Shade Grown Practices for Coffee Production Offers Climate Change Buffer

Chalk up another environmental benefit for shade-grown Latin American coffee. University of Michigan researchers say the technique will provide a buffer against the ravages of climate change in the coming decades.

Over the last three decades, many Latin American coffee farmers have abandoned traditional shade-growing techniques, in which the plants are grown beneath a diverse canopy of trees. In an effort to increase production, much of the acreage has been converted to "sun coffee," which involves thinning or removing the canopy.

Shade-grown farms boost biodiversity by providing a haven for birds and other animals. They also require far less synthetic fertilizer, pesticides and herbicides than sun-coffee plantations.

In the October edition of the journal BioScience, three U-M researchers say shade-growing also shields coffee plants during extreme weather events, such as droughts and severe storms. Climate models predict that extreme weather events will become increasingly common in the coming decades, as the levels of heat-trapping carbon dioxide gas continue to mount.

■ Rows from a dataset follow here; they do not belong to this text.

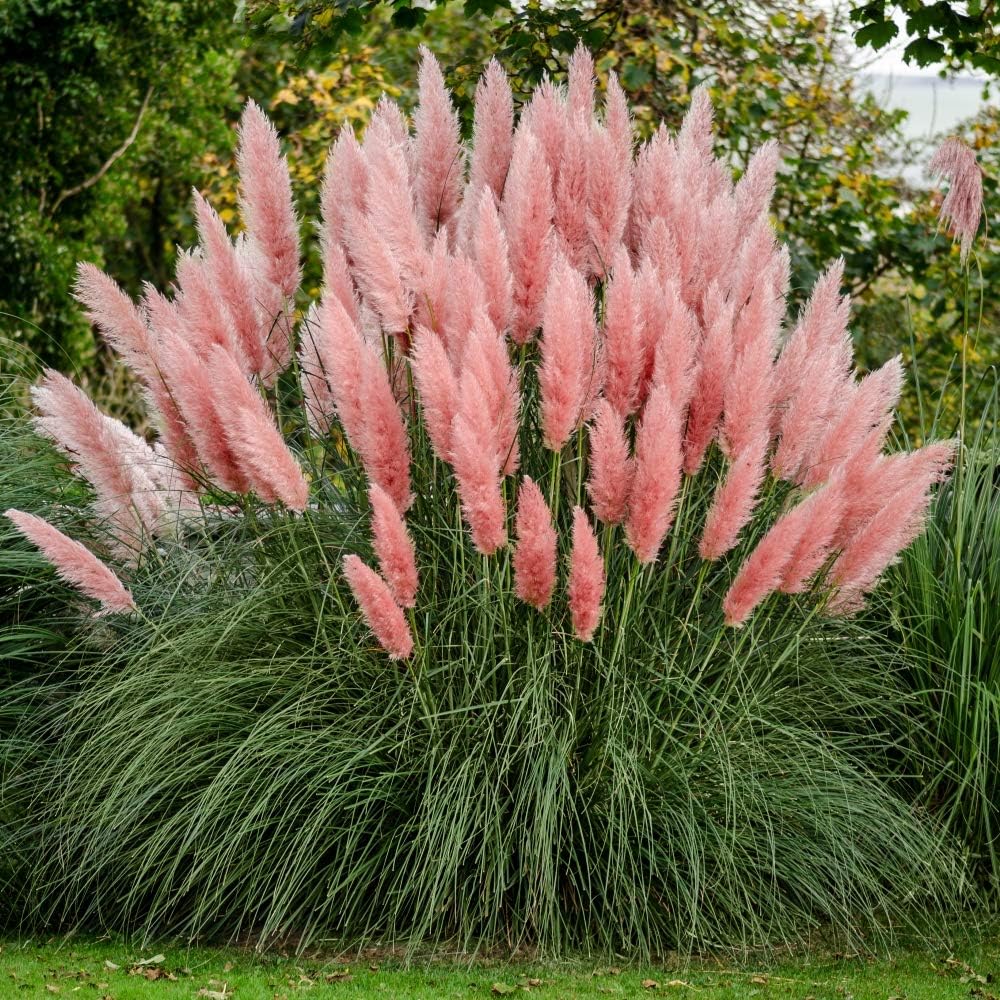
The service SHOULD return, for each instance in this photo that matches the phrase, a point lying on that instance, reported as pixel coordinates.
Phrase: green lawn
(103, 969)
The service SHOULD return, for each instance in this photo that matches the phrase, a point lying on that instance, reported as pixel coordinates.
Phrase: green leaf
(876, 35)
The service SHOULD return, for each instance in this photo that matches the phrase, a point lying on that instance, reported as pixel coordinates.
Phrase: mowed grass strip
(114, 971)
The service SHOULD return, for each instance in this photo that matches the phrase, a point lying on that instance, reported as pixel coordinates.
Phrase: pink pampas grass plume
(266, 200)
(571, 188)
(385, 446)
(585, 588)
(486, 358)
(477, 465)
(534, 557)
(489, 249)
(622, 336)
(345, 188)
(73, 562)
(810, 375)
(712, 372)
(271, 248)
(438, 389)
(827, 508)
(115, 315)
(734, 500)
(527, 215)
(791, 551)
(755, 188)
(256, 443)
(493, 132)
(227, 275)
(658, 460)
(580, 83)
(567, 353)
(669, 338)
(391, 210)
(618, 121)
(192, 387)
(861, 409)
(382, 614)
(377, 273)
(393, 548)
(963, 204)
(117, 463)
(609, 195)
(437, 149)
(611, 466)
(877, 545)
(206, 319)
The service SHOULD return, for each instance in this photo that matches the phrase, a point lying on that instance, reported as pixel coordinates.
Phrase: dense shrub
(578, 744)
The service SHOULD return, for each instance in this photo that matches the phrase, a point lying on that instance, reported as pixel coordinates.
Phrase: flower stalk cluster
(551, 289)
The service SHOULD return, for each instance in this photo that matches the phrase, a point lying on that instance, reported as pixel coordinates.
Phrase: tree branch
(110, 161)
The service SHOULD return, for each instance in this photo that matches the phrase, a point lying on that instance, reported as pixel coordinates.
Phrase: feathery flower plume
(486, 358)
(618, 122)
(226, 273)
(393, 547)
(810, 374)
(489, 248)
(115, 315)
(585, 588)
(901, 519)
(534, 557)
(377, 273)
(438, 388)
(493, 131)
(962, 207)
(477, 466)
(658, 460)
(609, 195)
(385, 445)
(571, 188)
(827, 508)
(527, 215)
(714, 358)
(864, 408)
(622, 336)
(565, 373)
(345, 188)
(755, 188)
(791, 551)
(249, 429)
(382, 614)
(74, 563)
(193, 389)
(734, 500)
(580, 83)
(272, 232)
(437, 149)
(611, 466)
(108, 455)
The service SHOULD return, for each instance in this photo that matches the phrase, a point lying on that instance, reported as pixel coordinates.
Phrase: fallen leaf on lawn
(155, 960)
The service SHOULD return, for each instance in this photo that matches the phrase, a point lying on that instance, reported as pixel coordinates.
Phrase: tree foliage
(952, 35)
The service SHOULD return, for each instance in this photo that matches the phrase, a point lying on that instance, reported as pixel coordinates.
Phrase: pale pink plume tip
(73, 562)
(585, 589)
(535, 552)
(383, 615)
(963, 204)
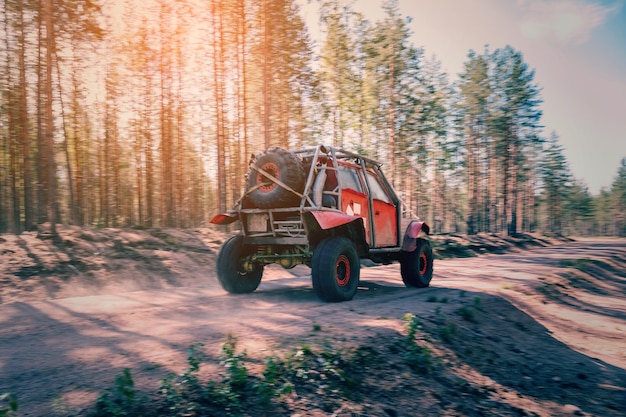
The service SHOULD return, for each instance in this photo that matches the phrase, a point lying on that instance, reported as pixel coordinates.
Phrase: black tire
(417, 267)
(283, 165)
(335, 269)
(230, 271)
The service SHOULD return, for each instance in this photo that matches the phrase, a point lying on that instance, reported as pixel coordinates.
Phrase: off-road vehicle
(326, 208)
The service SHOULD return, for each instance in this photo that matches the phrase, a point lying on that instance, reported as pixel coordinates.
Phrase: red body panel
(330, 219)
(354, 203)
(385, 224)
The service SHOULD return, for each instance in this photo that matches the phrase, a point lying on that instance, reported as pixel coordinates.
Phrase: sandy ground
(546, 336)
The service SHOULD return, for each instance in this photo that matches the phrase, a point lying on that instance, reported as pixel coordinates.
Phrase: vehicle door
(353, 196)
(385, 213)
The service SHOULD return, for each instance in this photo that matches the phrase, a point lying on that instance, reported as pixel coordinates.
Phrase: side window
(376, 189)
(349, 178)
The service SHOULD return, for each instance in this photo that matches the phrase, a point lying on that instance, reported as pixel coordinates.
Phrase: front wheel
(335, 269)
(417, 267)
(231, 273)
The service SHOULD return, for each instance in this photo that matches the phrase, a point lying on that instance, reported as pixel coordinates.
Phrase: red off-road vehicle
(325, 208)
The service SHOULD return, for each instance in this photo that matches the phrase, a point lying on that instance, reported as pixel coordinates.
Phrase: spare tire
(285, 166)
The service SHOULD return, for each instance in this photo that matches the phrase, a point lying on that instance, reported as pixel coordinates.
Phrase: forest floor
(524, 326)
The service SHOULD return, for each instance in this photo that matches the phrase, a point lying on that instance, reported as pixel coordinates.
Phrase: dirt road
(546, 333)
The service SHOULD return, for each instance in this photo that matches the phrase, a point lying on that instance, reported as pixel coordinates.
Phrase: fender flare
(413, 230)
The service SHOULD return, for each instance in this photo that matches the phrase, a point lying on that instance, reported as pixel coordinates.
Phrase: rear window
(349, 178)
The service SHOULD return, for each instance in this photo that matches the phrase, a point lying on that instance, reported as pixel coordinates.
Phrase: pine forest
(145, 114)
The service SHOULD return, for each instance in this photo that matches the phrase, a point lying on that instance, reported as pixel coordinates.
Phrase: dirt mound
(523, 326)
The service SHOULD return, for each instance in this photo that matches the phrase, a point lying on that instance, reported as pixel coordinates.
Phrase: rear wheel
(231, 273)
(335, 269)
(417, 267)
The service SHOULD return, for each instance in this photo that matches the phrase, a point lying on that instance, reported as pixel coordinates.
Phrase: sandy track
(72, 348)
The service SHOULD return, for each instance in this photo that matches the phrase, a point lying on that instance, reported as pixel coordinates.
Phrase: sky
(577, 49)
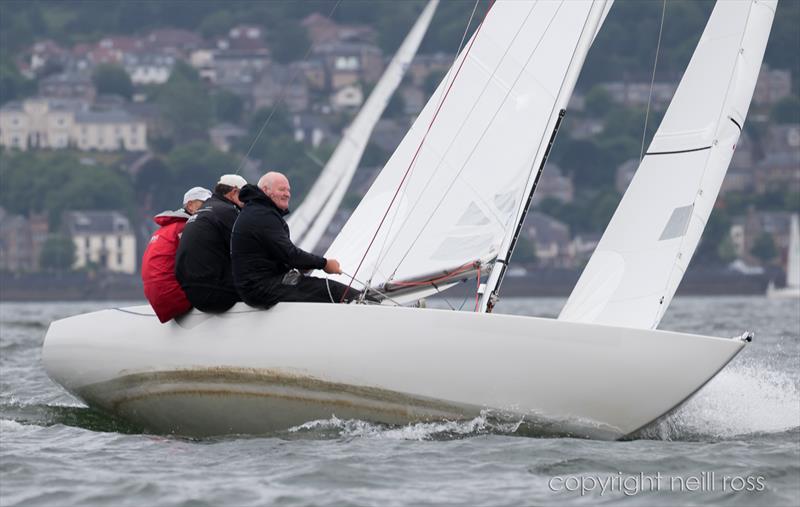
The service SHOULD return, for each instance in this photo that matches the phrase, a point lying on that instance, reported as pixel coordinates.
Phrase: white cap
(232, 180)
(196, 194)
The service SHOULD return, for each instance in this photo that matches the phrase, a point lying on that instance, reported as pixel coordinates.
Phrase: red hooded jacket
(158, 267)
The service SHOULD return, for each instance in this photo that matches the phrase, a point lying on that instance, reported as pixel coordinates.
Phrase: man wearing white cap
(203, 263)
(158, 264)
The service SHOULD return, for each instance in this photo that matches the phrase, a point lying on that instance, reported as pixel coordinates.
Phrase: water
(737, 442)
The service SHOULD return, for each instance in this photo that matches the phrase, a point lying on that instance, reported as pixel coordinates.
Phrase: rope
(416, 153)
(278, 102)
(652, 80)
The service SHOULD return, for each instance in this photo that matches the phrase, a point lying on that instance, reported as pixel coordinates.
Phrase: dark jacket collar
(252, 194)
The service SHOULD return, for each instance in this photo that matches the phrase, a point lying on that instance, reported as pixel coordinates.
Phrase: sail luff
(639, 262)
(310, 220)
(594, 20)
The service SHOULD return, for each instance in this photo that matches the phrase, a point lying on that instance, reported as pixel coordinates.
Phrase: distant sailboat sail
(310, 220)
(793, 261)
(643, 254)
(447, 201)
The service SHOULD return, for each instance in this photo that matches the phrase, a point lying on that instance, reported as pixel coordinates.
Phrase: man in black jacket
(203, 261)
(265, 261)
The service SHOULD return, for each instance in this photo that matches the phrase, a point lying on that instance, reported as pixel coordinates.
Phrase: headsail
(643, 254)
(450, 194)
(310, 220)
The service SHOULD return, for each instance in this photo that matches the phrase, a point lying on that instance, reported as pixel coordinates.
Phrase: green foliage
(786, 110)
(112, 79)
(717, 231)
(13, 85)
(58, 253)
(288, 41)
(764, 248)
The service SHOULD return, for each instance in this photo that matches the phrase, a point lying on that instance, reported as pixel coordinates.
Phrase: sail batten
(310, 220)
(639, 262)
(469, 175)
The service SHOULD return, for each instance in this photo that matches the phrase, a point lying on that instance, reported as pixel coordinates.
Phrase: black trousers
(212, 300)
(308, 289)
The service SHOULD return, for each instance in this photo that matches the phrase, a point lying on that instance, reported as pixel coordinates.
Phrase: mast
(489, 291)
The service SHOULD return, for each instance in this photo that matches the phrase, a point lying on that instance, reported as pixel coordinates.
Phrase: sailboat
(310, 220)
(792, 289)
(449, 206)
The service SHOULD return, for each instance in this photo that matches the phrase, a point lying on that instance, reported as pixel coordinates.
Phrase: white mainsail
(453, 190)
(310, 220)
(643, 254)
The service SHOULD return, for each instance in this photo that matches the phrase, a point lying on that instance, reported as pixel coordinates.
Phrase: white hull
(254, 371)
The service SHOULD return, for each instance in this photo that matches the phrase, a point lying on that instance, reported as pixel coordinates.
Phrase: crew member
(161, 288)
(203, 264)
(266, 262)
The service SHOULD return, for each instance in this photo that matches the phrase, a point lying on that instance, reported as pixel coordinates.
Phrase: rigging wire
(416, 153)
(652, 80)
(281, 98)
(455, 59)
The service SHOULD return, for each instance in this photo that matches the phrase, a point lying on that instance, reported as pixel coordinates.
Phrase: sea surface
(737, 442)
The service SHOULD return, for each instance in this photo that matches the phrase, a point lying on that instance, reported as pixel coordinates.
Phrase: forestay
(460, 173)
(643, 254)
(310, 220)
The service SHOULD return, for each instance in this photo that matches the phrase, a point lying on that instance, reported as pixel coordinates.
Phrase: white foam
(742, 399)
(417, 431)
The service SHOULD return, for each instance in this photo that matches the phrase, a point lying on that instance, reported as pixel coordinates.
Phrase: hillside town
(103, 103)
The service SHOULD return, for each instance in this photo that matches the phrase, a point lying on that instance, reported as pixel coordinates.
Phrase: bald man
(266, 262)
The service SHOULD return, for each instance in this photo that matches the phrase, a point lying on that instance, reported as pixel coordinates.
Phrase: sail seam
(673, 152)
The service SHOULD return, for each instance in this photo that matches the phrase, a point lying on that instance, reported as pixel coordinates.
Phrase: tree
(58, 253)
(764, 248)
(112, 79)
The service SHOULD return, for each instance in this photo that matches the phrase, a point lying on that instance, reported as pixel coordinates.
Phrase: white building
(103, 238)
(61, 123)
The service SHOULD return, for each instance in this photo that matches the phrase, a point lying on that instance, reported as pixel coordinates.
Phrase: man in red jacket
(161, 288)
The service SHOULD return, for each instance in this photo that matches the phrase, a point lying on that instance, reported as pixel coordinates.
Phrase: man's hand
(332, 267)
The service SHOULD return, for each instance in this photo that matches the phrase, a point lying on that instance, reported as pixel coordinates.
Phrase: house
(21, 241)
(224, 134)
(550, 237)
(102, 238)
(277, 85)
(349, 97)
(60, 123)
(147, 68)
(68, 85)
(745, 231)
(772, 85)
(638, 94)
(311, 129)
(554, 185)
(348, 63)
(173, 42)
(424, 65)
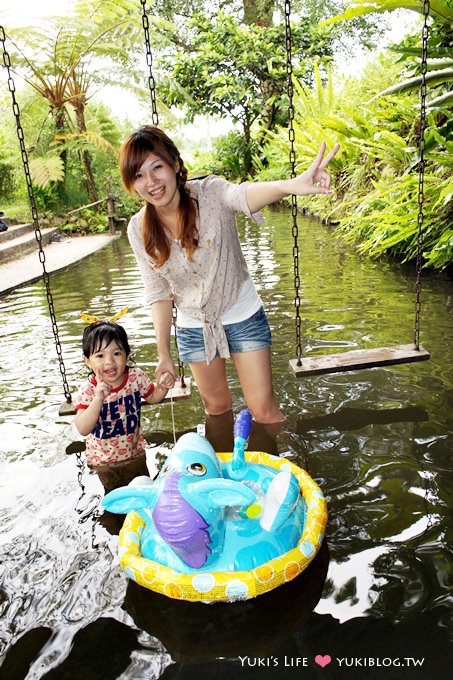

The U-M scientists warn Latin American farmers of the risks tied to "coffee-intensification programs"---a package of technologies that includes the thinning of canopies and the use of high-yield coffee strains that grow best in direct sunlight---and urge them to consider the greener alternative: shade-grown coffee.

"This is a warning against the continuation of this trend toward more intensive systems," said Ivette Perfecto of the U-M School of Natural Resources and Environment, one of the authors. "Shaded coffee is ideal because it will buffer the system from climate change while protecting biodiversity."

Perfecto has studied biodiversity in Latin American coffee plantations for 20 years. The lead author of the BioScience paper is Brenda Lin, whose 2006 U-M doctoral dissertation examined microclimate variability under different shade conditions at Mexican coffee plantations.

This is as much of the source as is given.